Em Geografia/Meio Ambiente, a compreensão de H3O+ em soluções ácidas se articula ao papel de NOx e SOx na atmosfera: esses óxidos reagem com água gerando ácidos que liberam prótons, os quais são “hospedados” como H3O+ — conceito essencial para discutir chuva ácida e seus impactos. No cotidiano, o entendimento de pares doadores/aceptores aparece em catalisadores com centros metálicos (como conversores catalíticos automotivos à base de Pt/Pd/Rh que coordenam CO e NO) e em adsorventes domésticos, como carvão ativado, cujos sítios superficiais interagem por doação/aceitação de elétrons com moléculas indesejadas.
No repertório para vestibulares, enfatize: (1) diferenciar ligação dativa de ligações simples/duplas não pela “seta” no desenho final, mas pela origem do par eletrônico; (2) usar estruturas de Lewis e cálculo de cargas formais para justificar a formação de NH4+, H3O+, BF3 ← NH3 e CO; (3) interpretar enunciados que tratem de ácidos e bases de Lewis (quem doa e quem aceita o par) e de variações de geometria e polaridade após a coordenação; (4) evitar armadilhas comuns, como confundir ligação dativa com ligação iônica ou supor que ela “vale menos” que uma ligação covalente comum — após formada, ambas são equivalentes na maioria dos modelos.
Resumo para os alunos
O que você precisa levar da aula: a ligação covalente dativa (ou coordenada) ocorre quando um átomo com par eletrônico livre o doa para um átomo/espécie eletronicamente deficiente, que o aceita; uma vez formada, a ligação passa a ser compartilhada por ambos os átomos. Essa ideia se encaixa no modelo ácido–base de Lewis: a base de Lewis doa o par, o ácido de Lewis o recebe.
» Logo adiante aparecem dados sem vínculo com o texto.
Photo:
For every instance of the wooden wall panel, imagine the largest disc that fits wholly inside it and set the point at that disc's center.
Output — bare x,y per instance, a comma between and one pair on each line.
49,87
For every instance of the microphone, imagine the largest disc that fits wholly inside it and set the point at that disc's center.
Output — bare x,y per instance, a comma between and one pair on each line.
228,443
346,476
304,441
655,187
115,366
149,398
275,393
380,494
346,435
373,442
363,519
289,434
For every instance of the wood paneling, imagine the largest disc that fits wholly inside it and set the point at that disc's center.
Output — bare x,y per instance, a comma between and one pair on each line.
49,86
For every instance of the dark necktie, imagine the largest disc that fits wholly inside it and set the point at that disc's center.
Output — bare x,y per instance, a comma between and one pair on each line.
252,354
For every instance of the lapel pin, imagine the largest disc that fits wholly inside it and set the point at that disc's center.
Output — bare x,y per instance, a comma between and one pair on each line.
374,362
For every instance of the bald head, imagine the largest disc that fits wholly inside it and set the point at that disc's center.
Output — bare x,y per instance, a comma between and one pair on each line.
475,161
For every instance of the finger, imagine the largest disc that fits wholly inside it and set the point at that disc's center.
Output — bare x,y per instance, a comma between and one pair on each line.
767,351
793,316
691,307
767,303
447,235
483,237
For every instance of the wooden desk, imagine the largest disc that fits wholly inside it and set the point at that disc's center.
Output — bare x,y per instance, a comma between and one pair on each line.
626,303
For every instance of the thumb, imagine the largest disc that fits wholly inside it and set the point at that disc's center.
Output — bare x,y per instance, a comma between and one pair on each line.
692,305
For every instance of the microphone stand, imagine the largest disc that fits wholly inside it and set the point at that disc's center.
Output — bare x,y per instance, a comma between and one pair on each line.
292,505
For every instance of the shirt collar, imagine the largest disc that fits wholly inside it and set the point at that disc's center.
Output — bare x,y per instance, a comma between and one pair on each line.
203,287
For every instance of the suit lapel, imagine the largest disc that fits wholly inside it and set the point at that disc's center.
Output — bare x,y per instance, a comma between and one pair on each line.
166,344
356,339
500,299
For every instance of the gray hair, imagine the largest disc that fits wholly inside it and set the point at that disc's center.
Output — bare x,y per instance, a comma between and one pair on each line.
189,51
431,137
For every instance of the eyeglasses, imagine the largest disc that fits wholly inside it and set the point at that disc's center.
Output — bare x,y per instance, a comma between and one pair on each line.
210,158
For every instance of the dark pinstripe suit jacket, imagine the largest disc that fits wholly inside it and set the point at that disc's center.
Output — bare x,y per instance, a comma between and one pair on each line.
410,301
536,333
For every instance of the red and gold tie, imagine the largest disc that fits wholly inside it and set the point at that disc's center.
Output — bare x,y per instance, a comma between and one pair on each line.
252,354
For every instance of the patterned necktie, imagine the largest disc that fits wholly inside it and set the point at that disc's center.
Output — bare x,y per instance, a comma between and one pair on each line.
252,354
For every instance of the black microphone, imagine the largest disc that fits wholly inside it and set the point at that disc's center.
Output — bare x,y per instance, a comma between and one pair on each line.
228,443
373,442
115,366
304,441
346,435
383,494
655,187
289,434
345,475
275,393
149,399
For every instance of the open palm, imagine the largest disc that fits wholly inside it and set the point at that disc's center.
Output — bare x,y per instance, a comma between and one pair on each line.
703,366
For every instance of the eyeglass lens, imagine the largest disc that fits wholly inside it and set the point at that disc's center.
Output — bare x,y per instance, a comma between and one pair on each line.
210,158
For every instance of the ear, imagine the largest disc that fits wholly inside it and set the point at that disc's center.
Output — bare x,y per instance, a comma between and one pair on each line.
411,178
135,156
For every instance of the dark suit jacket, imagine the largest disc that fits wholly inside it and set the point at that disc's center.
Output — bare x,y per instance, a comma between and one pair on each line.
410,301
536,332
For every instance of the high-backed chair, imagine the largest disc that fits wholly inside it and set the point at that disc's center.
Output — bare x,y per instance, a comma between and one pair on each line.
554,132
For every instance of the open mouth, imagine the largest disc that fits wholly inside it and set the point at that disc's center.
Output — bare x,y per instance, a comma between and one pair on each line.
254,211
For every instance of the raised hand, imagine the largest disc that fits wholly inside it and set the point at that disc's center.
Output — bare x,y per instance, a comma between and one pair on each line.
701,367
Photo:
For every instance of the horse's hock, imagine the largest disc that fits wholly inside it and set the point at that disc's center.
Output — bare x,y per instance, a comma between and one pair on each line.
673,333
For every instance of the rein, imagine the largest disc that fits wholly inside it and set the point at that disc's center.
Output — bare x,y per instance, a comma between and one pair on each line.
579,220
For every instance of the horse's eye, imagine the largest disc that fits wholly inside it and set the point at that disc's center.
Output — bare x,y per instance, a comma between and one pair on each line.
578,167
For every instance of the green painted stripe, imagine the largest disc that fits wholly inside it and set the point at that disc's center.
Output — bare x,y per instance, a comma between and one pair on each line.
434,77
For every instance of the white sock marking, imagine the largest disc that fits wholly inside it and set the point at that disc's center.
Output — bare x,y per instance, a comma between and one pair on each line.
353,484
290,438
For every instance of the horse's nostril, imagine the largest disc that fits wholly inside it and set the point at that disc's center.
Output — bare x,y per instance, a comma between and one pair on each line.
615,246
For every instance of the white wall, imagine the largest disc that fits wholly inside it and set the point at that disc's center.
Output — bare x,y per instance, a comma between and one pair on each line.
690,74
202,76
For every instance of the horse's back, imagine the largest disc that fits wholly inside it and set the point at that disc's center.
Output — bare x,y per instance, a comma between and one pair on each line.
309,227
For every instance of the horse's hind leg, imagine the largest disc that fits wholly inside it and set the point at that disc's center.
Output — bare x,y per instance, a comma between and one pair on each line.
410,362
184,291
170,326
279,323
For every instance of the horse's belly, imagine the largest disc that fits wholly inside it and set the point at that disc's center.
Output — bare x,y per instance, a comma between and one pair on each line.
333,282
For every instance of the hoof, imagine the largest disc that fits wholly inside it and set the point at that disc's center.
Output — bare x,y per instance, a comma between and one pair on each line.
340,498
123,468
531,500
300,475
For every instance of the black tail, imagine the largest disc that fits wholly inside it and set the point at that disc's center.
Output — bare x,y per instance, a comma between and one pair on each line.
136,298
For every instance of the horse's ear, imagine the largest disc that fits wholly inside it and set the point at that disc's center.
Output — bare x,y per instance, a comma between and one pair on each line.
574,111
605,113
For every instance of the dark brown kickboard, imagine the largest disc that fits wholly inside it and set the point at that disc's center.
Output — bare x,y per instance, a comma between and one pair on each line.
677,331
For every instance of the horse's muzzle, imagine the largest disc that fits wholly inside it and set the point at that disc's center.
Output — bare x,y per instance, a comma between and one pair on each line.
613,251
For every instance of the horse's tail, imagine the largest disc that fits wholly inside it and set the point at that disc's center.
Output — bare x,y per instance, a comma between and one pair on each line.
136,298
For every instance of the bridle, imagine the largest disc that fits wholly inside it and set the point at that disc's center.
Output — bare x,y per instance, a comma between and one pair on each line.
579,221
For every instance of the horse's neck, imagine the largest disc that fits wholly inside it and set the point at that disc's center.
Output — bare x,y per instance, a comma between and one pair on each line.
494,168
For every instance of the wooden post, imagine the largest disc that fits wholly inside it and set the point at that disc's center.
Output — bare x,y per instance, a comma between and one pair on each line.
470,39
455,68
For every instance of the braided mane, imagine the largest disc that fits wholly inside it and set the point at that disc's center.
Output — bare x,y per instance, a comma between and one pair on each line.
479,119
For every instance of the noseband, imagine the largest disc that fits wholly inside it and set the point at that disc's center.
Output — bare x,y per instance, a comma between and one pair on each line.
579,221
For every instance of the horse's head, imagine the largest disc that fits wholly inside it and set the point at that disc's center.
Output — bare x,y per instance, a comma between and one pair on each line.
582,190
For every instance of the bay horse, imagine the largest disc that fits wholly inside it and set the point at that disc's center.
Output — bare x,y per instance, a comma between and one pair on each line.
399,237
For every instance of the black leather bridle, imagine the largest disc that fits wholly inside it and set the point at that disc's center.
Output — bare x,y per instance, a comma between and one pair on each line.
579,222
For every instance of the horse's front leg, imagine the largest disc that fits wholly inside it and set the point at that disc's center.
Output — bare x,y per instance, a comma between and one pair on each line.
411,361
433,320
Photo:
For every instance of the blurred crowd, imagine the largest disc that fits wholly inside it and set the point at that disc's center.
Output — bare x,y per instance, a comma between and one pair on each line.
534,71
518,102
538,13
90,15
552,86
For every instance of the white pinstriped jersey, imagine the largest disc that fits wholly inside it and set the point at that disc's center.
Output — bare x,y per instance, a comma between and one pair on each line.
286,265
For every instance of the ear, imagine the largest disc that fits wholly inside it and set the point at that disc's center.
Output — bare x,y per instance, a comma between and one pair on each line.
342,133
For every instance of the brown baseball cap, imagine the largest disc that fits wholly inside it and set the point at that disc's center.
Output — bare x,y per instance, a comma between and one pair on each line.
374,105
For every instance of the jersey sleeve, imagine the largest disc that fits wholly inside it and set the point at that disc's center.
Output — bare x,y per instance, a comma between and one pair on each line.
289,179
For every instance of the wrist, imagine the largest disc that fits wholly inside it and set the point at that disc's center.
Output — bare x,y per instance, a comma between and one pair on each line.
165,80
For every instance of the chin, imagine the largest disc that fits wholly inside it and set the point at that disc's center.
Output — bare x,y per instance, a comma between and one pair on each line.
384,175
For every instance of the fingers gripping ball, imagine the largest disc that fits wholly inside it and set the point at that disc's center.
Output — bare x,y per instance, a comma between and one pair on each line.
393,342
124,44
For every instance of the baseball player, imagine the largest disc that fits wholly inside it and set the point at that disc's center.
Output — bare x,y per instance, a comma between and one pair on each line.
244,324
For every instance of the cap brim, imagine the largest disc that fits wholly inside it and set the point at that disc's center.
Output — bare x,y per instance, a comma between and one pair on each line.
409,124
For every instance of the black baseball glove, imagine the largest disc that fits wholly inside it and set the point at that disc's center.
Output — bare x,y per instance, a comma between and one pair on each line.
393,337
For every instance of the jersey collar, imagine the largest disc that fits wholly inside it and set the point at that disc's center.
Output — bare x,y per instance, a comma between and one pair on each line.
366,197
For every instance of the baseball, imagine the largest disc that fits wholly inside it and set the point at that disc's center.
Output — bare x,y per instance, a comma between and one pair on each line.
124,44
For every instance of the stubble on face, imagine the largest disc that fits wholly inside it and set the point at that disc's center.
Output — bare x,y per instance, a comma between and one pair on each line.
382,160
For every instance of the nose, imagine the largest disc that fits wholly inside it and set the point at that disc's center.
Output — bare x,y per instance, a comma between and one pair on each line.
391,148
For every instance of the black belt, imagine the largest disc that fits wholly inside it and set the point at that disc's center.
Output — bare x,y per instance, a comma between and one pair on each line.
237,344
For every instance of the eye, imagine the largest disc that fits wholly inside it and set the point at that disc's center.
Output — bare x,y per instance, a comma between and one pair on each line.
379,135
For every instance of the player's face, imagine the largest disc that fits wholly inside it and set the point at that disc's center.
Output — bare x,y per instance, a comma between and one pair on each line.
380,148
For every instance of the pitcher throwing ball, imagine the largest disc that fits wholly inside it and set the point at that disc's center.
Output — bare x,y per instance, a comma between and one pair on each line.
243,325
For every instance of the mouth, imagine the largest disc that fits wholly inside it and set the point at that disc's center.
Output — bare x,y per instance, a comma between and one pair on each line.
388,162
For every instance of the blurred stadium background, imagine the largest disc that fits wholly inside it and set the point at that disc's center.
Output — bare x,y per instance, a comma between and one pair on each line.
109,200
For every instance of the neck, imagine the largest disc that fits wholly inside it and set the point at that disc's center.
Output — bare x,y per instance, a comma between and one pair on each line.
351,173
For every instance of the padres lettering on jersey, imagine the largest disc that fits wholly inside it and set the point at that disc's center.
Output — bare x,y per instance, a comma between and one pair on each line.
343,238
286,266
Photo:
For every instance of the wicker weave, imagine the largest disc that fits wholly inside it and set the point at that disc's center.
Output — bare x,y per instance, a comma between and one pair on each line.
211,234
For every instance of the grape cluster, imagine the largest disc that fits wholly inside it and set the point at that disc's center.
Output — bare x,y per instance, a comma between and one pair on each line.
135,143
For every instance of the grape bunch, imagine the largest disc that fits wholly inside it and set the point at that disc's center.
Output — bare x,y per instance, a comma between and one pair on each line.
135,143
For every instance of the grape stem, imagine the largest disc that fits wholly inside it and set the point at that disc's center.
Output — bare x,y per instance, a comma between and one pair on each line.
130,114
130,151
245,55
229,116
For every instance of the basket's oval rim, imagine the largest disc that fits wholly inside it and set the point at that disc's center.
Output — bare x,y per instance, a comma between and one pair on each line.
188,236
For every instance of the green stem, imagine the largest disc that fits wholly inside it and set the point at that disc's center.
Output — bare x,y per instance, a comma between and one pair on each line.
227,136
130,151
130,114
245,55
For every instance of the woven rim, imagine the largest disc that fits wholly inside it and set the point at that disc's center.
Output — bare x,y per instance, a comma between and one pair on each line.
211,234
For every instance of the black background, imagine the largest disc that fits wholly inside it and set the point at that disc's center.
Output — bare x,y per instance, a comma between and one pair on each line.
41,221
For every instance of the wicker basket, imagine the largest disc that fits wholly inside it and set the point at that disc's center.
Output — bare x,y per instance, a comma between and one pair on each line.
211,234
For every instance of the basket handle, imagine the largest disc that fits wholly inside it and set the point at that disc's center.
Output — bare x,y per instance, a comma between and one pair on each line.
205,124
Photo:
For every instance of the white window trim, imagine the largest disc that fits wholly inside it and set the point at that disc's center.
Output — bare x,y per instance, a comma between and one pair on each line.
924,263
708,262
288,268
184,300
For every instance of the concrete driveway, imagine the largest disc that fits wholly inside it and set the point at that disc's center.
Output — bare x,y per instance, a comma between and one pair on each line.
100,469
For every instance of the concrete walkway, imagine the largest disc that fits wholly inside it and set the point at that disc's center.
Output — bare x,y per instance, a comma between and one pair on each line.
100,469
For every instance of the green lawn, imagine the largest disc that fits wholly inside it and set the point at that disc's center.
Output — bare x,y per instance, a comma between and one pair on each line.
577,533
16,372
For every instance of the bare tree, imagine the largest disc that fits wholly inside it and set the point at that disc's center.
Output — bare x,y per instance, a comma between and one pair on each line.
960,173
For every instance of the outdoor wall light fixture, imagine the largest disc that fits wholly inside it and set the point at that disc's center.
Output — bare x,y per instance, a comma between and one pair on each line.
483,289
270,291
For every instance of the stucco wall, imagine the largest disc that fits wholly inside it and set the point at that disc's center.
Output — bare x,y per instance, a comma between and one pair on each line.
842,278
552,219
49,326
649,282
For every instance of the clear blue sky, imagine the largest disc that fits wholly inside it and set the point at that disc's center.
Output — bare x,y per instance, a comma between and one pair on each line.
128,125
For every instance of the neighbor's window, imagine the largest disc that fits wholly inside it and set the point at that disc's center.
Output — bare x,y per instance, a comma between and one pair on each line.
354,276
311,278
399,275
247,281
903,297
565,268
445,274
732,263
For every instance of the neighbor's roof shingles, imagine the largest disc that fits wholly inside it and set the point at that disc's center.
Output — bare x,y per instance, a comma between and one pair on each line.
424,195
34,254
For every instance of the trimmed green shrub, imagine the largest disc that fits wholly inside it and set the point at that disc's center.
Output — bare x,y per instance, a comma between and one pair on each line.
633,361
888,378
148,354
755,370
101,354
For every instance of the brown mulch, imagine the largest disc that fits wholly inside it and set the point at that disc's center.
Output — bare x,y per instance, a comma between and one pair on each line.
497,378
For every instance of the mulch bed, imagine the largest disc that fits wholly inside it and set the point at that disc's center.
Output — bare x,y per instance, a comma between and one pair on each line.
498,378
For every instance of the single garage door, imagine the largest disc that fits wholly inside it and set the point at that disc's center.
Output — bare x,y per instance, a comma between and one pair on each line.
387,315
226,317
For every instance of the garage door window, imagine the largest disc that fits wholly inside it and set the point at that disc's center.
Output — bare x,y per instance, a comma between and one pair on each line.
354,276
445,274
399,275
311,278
Para reconhecer a situação, observe espécies com lacuna eletrônica (como H+ e BF3) interagindo com moléculas que têm pares livres (como NH3 e H2O). Nos exemplos abaixo, repare que a seta pode ser usada para destacar a origem do par doador, mas depois a ligação é representada como covalente comum.
- NH3 + H+ → NH4+
- H2O + H+ → H3O+
- BF3 ← NH3 (B é ácido de Lewis; N, base de Lewis)
- CO: o par doado parte do O para o C
Use estruturas de Lewis, contagem de octetos e cargas formais para justificar quem doa e quem aceita. Em geral, o doador é o átomo com par livre e carga formal negativa ou neutra estável; o aceptor tende a ter octeto incompleto ou carga positiva. A partir da conectividade obtida, aplique VSEPR para prever a geometria e ângulos de ligação; por exemplo, NH4+ é tetraédrico e H3O+ é piramidal. Lembre que, uma vez formada, a ligação dativa muitas vezes é indistinguível das demais no diagrama final, mas sua origem explica reatividade e polarização.
Roteiro rápido para exercícios: 1) desenhe as estruturas de Lewis isoladas; 2) identifique pares livres e lacunas eletrônicas; 3) una a base de Lewis ao ácido de Lewis com uma seta do par doador; 4) reavalie cargas formais e estabilização do octeto; 5) preveja a geometria e discuta polaridade e possíveis interações intermoleculares. Atenção a armadilhas frequentes: o BF3 é eletronicamente deficiente (sexteto no B) e por isso aceita par; em CO, o O doa para o C, e o sistema pode apresentar estabilização adicional por retrodoação π em contextos mais avançados.
Para revisar e aprofundar, explore gratuitamente os seguintes recursos em português, com boas aulas, listas e simulações: e-Aulas USP (Química); Univesp TV – Química; Portal REA UFRGS. Procure termos como “ligação coordenada”, “ácido-base de Lewis” e “estruturas de Lewis” e resolva exercícios de vestibulares para consolidar o raciocínio.